História
agosto 19, 2026

Estreia de US$ 66 bilhões da Unitree testa se a mania dos robôs pode virar negócio

A explosiva estreia da Unitree em Xangai transformou a campeã chinesa de robôs humanóides em um símbolo de mercado de US$ 66 bilhões. Mas uma proibição de vendas nos EUA, limitações de software e uma demanda ainda muito focada em pesquisa deixam os investidores apostando em um futuro comercial que ainda não chegou.

A espetacular estreia da Unitree em Xangai tornou as ambições chinesas em robôs humanóides impossíveis de ignorar. Ela também colocou uma etiqueta de preço de US$ 66 bilhões em um setor que ainda luta para provar que máquinas chamativas podem se tornar um negócio duradouro.

Fundada em Hangzhou em 2016, a Unitree construiu seu perfil público por meio de humanóides dançantes e demonstrações rápidas de produtos, tornando-se uma presença constante no esforço da China para cultivar campeãs tecnológicas domésticas. Em 2025, informou receita de 1,7 bilhão de yuans (US$ 252 milhões) e lucro de 600 milhões de yuans (US$ 89 milhões), embora grande parte de seus negócios ainda estivesse atrelada a clientes de pesquisa, em vez de uma ampla implantação comercial.

O entusiasmo dos investidores atingiu o pico na quarta-feira, quando as ações da Unitree inicialmente dispararam até 629% em seu primeiro dia de negociação em Xangai.
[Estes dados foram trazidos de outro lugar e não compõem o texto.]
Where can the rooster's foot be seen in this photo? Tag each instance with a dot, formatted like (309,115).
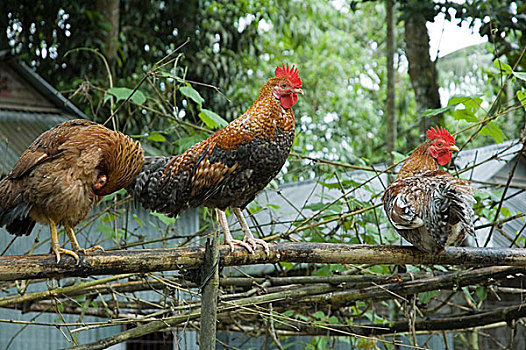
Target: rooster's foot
(255,241)
(58,250)
(85,251)
(234,242)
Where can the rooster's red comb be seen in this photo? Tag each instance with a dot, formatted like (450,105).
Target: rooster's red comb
(440,132)
(289,73)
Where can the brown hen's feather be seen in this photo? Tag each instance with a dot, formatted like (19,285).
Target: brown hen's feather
(428,207)
(64,172)
(231,166)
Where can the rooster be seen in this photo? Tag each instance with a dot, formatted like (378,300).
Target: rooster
(62,174)
(429,207)
(231,166)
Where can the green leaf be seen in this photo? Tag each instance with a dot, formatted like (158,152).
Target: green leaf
(503,67)
(164,218)
(212,119)
(521,95)
(333,320)
(425,297)
(286,265)
(520,75)
(156,137)
(122,93)
(320,315)
(137,220)
(165,74)
(481,293)
(455,100)
(108,218)
(436,111)
(493,130)
(466,115)
(288,313)
(192,94)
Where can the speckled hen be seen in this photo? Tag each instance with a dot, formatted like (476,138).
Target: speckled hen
(429,207)
(231,166)
(62,174)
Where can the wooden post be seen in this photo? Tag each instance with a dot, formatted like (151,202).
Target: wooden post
(209,287)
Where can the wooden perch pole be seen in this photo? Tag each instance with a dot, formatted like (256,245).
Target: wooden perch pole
(210,287)
(140,261)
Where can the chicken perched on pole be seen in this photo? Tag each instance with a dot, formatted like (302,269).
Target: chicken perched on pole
(429,207)
(62,174)
(231,166)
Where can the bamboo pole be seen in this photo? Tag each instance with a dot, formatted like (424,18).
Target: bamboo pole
(210,287)
(384,292)
(141,261)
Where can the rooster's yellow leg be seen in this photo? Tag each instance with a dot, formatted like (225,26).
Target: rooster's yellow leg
(249,238)
(55,246)
(228,236)
(75,244)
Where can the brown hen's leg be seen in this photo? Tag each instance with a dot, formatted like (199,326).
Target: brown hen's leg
(55,246)
(228,236)
(249,238)
(75,244)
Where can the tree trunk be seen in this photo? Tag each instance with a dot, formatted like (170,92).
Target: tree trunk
(422,71)
(110,10)
(390,116)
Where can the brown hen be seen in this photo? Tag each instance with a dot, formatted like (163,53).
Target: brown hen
(231,166)
(429,207)
(62,174)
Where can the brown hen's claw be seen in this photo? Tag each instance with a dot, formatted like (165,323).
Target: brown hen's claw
(58,250)
(255,241)
(85,251)
(232,243)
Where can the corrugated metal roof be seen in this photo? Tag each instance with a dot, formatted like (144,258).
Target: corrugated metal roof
(18,130)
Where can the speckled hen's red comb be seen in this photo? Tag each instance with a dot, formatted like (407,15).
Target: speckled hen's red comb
(439,132)
(289,73)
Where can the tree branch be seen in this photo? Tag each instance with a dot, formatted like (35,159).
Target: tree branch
(141,261)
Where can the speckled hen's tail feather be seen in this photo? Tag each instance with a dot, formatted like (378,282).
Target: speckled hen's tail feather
(148,184)
(449,206)
(14,216)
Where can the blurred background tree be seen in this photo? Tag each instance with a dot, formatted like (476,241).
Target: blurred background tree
(338,46)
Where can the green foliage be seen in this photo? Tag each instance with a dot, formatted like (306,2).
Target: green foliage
(122,93)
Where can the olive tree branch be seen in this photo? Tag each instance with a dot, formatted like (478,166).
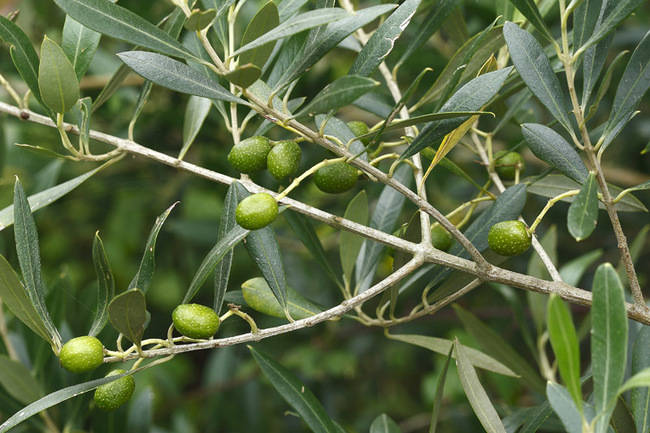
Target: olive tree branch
(430,255)
(539,248)
(568,61)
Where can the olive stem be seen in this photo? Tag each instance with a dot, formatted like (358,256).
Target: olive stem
(551,202)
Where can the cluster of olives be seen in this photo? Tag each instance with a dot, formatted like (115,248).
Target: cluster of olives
(83,354)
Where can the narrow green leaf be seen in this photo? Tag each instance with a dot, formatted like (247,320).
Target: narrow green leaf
(494,345)
(384,424)
(640,397)
(57,397)
(258,295)
(46,197)
(585,19)
(583,212)
(23,54)
(295,393)
(303,228)
(440,389)
(297,24)
(120,23)
(475,393)
(349,243)
(556,184)
(105,283)
(142,278)
(226,224)
(244,75)
(216,254)
(175,75)
(384,218)
(564,341)
(608,341)
(535,69)
(466,62)
(198,19)
(329,38)
(80,44)
(262,246)
(382,41)
(18,381)
(196,112)
(552,148)
(565,408)
(57,79)
(429,26)
(528,8)
(29,257)
(471,97)
(572,272)
(633,85)
(128,314)
(14,296)
(443,347)
(338,93)
(265,20)
(621,9)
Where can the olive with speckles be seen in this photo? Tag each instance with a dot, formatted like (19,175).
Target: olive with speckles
(284,159)
(509,238)
(82,354)
(195,321)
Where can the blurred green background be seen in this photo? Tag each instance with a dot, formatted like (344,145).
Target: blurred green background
(354,371)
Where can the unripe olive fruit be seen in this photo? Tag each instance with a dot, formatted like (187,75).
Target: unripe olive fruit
(506,164)
(336,178)
(82,354)
(284,159)
(114,394)
(256,211)
(440,238)
(359,128)
(249,155)
(509,238)
(195,320)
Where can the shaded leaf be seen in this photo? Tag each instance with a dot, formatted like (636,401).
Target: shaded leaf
(494,345)
(471,97)
(608,341)
(384,424)
(120,23)
(475,393)
(46,197)
(175,75)
(105,286)
(57,79)
(552,148)
(339,93)
(29,257)
(18,381)
(443,347)
(80,44)
(142,278)
(535,69)
(265,20)
(295,393)
(382,41)
(128,314)
(14,296)
(259,297)
(296,24)
(562,334)
(583,212)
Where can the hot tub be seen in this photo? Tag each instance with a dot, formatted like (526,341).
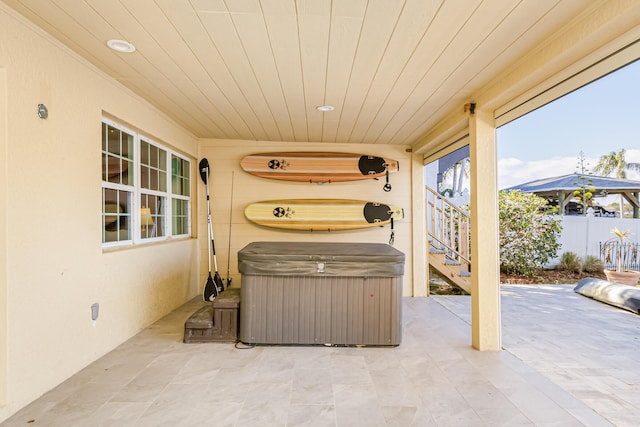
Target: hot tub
(321,293)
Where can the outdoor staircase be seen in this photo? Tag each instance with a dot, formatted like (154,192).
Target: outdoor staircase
(448,237)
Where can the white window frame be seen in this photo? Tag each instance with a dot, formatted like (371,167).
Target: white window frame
(136,191)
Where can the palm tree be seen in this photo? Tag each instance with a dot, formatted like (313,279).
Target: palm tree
(615,164)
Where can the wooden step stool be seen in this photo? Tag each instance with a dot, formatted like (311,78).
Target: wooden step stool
(215,322)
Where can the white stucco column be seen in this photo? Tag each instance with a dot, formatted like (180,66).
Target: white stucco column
(419,230)
(485,269)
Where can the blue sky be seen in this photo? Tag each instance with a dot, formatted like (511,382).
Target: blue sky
(601,117)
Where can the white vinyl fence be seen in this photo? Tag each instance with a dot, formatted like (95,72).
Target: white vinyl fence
(583,235)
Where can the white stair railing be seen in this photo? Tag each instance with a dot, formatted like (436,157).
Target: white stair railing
(448,228)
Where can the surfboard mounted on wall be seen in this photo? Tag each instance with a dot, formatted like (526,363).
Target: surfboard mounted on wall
(319,167)
(323,214)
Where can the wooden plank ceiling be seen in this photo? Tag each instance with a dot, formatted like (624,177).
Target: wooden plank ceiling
(257,69)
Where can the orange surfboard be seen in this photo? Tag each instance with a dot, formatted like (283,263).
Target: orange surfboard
(319,167)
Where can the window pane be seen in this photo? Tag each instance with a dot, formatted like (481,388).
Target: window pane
(180,220)
(179,176)
(152,214)
(152,168)
(116,215)
(117,156)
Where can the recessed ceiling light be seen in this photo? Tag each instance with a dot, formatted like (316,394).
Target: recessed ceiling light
(121,46)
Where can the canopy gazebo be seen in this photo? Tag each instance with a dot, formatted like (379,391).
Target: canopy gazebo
(561,188)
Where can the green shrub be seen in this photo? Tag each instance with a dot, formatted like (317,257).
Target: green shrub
(570,261)
(528,236)
(592,264)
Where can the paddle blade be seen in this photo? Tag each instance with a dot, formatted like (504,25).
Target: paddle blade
(210,291)
(219,283)
(204,169)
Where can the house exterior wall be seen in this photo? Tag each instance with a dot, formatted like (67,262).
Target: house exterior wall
(53,264)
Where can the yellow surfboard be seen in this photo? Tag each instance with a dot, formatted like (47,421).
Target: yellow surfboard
(319,167)
(322,214)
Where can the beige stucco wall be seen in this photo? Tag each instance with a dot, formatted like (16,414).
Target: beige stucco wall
(53,264)
(224,160)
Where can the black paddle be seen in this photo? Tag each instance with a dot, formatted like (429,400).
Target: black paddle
(214,285)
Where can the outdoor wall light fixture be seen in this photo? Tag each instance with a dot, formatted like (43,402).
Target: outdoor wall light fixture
(122,46)
(43,113)
(470,107)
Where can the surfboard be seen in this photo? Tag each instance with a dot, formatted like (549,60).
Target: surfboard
(322,214)
(319,167)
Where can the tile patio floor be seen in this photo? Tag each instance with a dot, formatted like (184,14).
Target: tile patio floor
(568,361)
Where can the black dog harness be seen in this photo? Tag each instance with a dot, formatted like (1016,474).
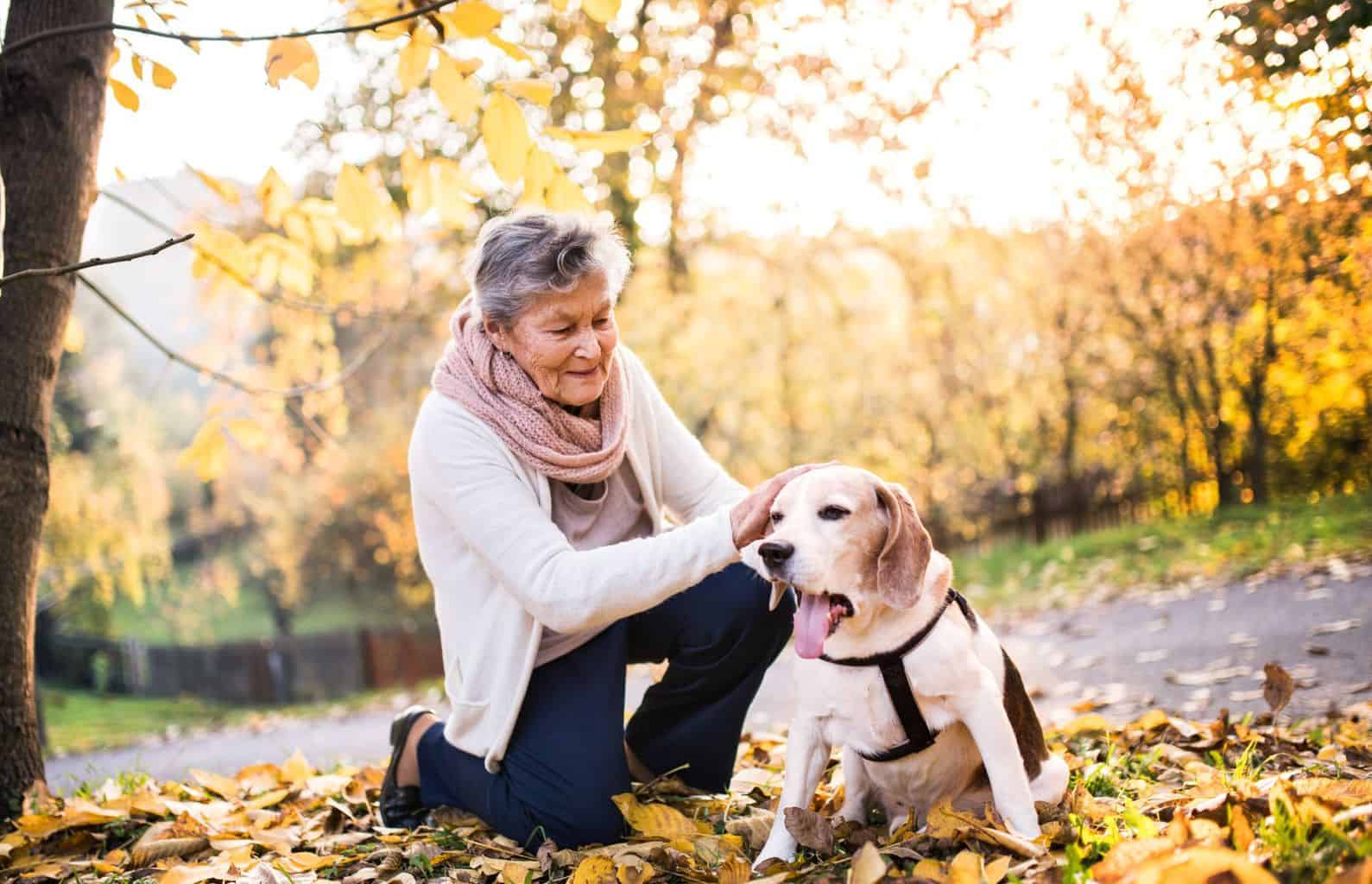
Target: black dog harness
(892,663)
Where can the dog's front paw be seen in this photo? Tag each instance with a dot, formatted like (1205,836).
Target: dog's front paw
(780,847)
(1024,825)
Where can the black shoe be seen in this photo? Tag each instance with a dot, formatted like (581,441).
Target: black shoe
(401,806)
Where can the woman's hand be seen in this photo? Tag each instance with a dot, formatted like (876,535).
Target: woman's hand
(750,515)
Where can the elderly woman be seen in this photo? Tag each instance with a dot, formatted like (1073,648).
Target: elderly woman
(541,467)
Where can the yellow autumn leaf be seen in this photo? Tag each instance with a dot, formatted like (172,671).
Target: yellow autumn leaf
(594,870)
(540,170)
(537,91)
(297,770)
(471,18)
(162,77)
(275,195)
(356,199)
(195,874)
(734,870)
(564,195)
(228,193)
(508,48)
(603,142)
(224,786)
(1344,792)
(268,799)
(414,60)
(868,867)
(1085,723)
(295,863)
(964,868)
(1199,865)
(507,136)
(74,338)
(291,56)
(1150,719)
(458,95)
(207,453)
(123,95)
(253,437)
(654,820)
(603,11)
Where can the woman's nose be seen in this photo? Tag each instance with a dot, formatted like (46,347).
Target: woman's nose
(587,344)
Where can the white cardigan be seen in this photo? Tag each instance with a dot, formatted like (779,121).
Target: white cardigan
(501,569)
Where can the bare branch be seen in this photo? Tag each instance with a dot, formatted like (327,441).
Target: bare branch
(93,262)
(288,393)
(213,258)
(314,32)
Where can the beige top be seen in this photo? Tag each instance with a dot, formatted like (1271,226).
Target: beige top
(593,516)
(501,570)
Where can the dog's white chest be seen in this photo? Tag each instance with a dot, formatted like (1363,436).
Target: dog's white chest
(857,710)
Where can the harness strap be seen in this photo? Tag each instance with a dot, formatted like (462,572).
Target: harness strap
(892,666)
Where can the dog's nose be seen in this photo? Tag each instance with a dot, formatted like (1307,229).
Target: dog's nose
(775,553)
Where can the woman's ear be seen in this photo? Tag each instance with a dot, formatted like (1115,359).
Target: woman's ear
(496,334)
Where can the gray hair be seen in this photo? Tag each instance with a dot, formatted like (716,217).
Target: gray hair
(530,253)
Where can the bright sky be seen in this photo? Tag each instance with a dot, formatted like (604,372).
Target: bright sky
(996,154)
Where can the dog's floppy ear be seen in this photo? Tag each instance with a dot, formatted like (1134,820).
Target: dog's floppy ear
(904,556)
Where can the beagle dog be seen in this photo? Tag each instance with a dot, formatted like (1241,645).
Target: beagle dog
(896,667)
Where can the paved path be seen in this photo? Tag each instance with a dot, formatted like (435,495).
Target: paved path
(1192,653)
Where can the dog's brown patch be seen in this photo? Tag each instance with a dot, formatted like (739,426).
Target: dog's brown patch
(1024,719)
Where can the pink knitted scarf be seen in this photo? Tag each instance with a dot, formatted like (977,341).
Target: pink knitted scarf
(490,385)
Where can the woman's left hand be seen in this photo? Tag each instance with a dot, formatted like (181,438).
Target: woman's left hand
(752,515)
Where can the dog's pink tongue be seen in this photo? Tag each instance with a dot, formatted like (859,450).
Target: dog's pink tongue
(811,625)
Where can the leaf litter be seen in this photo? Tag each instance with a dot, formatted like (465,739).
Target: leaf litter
(1157,799)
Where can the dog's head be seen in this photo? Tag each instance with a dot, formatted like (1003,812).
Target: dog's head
(850,546)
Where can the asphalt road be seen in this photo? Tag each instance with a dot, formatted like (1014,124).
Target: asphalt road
(1187,651)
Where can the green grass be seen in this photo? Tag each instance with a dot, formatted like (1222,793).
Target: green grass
(1227,546)
(79,721)
(83,721)
(176,614)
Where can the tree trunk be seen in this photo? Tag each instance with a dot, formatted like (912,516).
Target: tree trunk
(1255,398)
(51,114)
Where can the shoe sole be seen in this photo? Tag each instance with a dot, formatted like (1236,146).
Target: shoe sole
(401,726)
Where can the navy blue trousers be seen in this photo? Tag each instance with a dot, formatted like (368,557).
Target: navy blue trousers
(566,756)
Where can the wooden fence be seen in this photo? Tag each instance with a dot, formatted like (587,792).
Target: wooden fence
(274,670)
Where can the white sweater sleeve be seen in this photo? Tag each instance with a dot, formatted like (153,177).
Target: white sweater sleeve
(490,508)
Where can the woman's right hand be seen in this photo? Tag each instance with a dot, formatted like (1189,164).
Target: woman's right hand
(750,516)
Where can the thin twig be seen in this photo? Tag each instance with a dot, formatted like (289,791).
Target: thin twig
(213,258)
(314,32)
(288,393)
(93,262)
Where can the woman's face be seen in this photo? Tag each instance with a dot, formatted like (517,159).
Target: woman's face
(564,341)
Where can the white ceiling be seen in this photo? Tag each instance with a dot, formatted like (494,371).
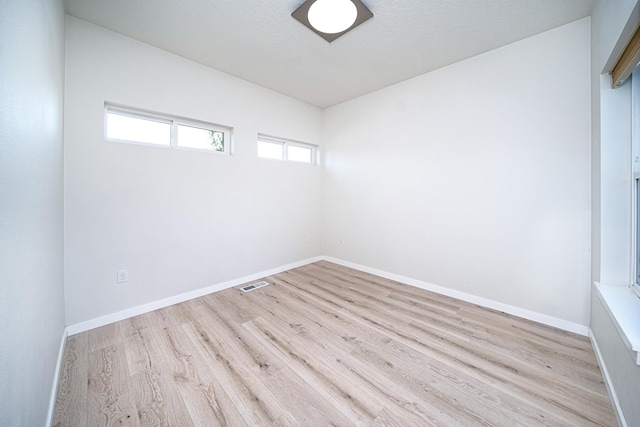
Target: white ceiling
(259,41)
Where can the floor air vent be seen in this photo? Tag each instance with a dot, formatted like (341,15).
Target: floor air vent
(254,286)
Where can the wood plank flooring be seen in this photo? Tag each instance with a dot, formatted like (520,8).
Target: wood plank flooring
(325,345)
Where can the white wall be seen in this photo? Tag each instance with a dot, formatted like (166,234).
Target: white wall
(177,220)
(474,177)
(612,24)
(31,209)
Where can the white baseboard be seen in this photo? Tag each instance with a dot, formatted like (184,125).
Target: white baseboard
(56,378)
(607,381)
(516,311)
(145,308)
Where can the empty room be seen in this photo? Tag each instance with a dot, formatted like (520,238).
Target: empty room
(321,212)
O papel acabou fechando com alta de mais de 460%, após um IPO de cerca de US$ 900 milhões, elevando o valor da empresa de aproximadamente US$ 9 bilhões para cerca de US$ 66 bilhões—acima da avaliação privada de US$ 39 bilhões da rival americana de robótica Figure AI.

O argumento otimista é direto: a Unitree tem escala, conta com patrocinadores de peso, incluindo Alibaba, Ant Group e Tencent, e o que o Nomura chamou de “rápida iteração de produtos e inovação contínua”, o que lhe dá uma possível “vantagem de pioneira”. Seu recente robô “Superman”, diz a empresa, pode superar recordes humanos em saltos e corridas.

O argumento pessimista é menos cinematográfico. O HSBC alertou que o aparente salto nos embarques pode ser “ilusório” e afirmou que, sem grandes avanços em modelos de IA, a atual alta provavelmente não durará além dos próximos um a dois anos. A proibição, no fim de julho, da venda de robôs fabricados no exterior aos EUA adiciona outro risco imediato: os Estados Unidos responderam por 18% da receita da Unitree em 2025, enquanto as vendas no exterior como um todo representaram quase 45%.

A estreia da Unitree é, portanto, ao mesmo tempo um voto de confiança e um prazo exigente. Os mercados recompensaram a promessa dos humanóides chineses; agora a empresa precisa mostrar que robôs podem fazer mais do que dançar, correr e impressionar investidores.